The abandonment of the rule of law is not only draconian but utterly shambolic. Northern Ireland’s Justice Minister Naomi Long was seen lamenting on Twitter over the weekend over news that Covid passports would not be required in unlicensed venues like cafes. Long thought the Health Minister was implementing a more expansive scheme. That’s the thing about replacing laws with diktats — you’re at the mercy of a minister’s word. And when even ministers are even arguing among themselves about the meaning of the rules they are decreeing, something is seriously wrong.

The principle of “no debate” is being slowly institutionalised under ministerial rule, and critics are being recast as enemies. So when we ran campaign ads around Northern Ireland this weekend ahead of ministers’ Covid passport policy being imposed yesterday, some politicians were outraged. Our campaign ads called for a “free future” (how dare we?) and promoted our campaign site URL stopvaccinepassports.co.uk, which explores the rights and equalities issues with domestic Covid passports and encourages members of the public to write to their representatives. But this led elected Alliance Party representative Stewart Dickson MLA to publicly accuse us of “putting the lives of shop workers and others at risk” and an elected councillor from the same party to call for our “very concerning” ads to be “turned off ASAP”.

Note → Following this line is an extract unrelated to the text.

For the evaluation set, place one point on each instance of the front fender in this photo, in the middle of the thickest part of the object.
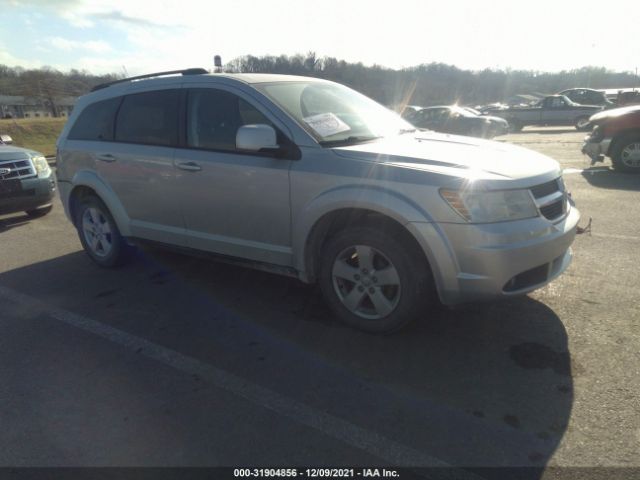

Not only is this inflammatory nonsense. Not only does it betray a misunderstanding of the latest diktat they are so vehemently defending, which does not actually require Covid passports for shops. It is censorious, deeply chilling, and a sobering illustration of how democracy is eroding before our eyes.

It is right that we debate ministers’ Covid policies — in fact, it is the responsible thing for both the citizenry and elected bodies to do. It used to be the process by which laws are made.

Magna Carta enshrined the ancient democratic principle that the law is above the word of the King. But the word of Covid authoritarians has emerged as its own supreme authority that increasingly we are scolded for questioning.

In which case, we must question it more.